Need some suggestions for mock up software


----------



## LoneWolf2 (Aug 10, 2007)

There's plenty of free templates out there if you have photoshop. Same for illustrator.

There's also a website where you can upload your designs and it'll mock them up *here*

Also, use google. It'll save us all some time.


----------



## krunchy (Jun 10, 2014)

I just came across Printful's Mock Up Generator through a Shopify blog post. It's free and very easy to use. No strings attached as far as I can tell.

https://www.theprintful.com/generator


----------



## jfisk3475 (Jan 28, 2011)

If you have corel Advanced Artist has a free plugin for it. 

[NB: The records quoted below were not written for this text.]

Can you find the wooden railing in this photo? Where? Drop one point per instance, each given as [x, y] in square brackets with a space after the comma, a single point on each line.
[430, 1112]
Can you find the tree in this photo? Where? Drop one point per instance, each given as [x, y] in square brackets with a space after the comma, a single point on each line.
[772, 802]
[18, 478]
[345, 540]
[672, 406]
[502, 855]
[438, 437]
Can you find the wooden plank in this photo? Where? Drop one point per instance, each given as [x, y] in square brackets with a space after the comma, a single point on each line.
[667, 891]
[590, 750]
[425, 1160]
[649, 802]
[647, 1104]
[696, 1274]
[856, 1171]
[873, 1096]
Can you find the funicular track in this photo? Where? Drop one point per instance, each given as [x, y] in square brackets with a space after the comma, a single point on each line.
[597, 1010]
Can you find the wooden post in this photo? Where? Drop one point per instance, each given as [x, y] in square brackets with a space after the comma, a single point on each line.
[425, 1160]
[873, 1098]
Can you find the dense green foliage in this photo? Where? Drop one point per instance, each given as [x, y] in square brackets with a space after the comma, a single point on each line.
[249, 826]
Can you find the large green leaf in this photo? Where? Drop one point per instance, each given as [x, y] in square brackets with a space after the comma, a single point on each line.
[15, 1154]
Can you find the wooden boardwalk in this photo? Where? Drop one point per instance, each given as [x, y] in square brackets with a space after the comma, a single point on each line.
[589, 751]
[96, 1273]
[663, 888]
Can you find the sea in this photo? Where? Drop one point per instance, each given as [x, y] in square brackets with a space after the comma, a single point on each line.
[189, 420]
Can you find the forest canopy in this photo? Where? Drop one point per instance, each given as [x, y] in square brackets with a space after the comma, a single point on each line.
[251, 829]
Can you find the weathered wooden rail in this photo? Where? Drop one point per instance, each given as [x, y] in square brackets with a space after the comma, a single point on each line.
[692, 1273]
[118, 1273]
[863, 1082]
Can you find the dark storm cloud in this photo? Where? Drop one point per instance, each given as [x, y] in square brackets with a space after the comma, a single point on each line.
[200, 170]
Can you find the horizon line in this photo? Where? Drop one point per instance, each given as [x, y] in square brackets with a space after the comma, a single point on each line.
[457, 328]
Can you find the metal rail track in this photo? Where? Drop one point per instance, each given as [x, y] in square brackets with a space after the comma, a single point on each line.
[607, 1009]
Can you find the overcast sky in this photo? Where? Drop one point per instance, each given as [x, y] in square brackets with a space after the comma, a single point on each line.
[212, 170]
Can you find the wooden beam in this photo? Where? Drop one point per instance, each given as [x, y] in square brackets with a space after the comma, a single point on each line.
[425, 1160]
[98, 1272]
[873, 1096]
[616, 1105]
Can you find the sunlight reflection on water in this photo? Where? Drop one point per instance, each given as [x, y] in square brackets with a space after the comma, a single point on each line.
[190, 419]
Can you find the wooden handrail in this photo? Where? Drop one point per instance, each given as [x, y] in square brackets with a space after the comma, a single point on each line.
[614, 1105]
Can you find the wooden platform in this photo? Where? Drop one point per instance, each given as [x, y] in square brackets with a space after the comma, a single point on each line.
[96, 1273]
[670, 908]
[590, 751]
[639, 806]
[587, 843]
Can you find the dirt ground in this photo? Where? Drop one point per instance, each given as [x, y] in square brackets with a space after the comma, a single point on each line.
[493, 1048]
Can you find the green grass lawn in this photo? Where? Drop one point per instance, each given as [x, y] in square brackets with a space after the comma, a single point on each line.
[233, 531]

Sent from my SM-G900T using T-Shirt Forums


----------



## krunchy (Jun 10, 2014)

jfisk3475 said:


> If you have corel Advanced Artist has a free plugin for it.
> 
> Sent from my SM-G900T using T-Shirt Forums


I don't have Advanced Artist or Photoshop so I found Printful helpful for a non-Designer like me. Thanks, though.


----------



## brandonlaura (Dec 26, 2015)

Photoshop and Illustrator are best for Mockup


----------



## mockup mac (Mar 25, 2016)

Some new software just came out yesterday that makes creating multiple mockups at one time a breeze! Saves so much time it's ridiculous! 

http://www.thedesignsuitepro.com


----------



## Printavo (Oct 7, 2007)

I'd say check out Illustrator. They have the cloud plan now that's around $49/mo.


----------



## krunchy (Jun 10, 2014)

Printavo said:


> I'd say check out Illustrator. They have the cloud plan now that's around $49/mo.


After my post I ended up buying Illustrator CC for $20/mo. Still have a lot to learn on it but so far it's worked out great.


----------



## TLK (Jan 15, 2013)

I find these really good for Photoshop: THE MOCK SHOP

And just realised this thread is 4 years old!


----------



## digitizewedo (Nov 2, 2010)

Advance artist has a great program for Corel draw.


----------



## sassyjo10 (Jan 13, 2017)

is this spam as I couldnt find that software anywhere?


----------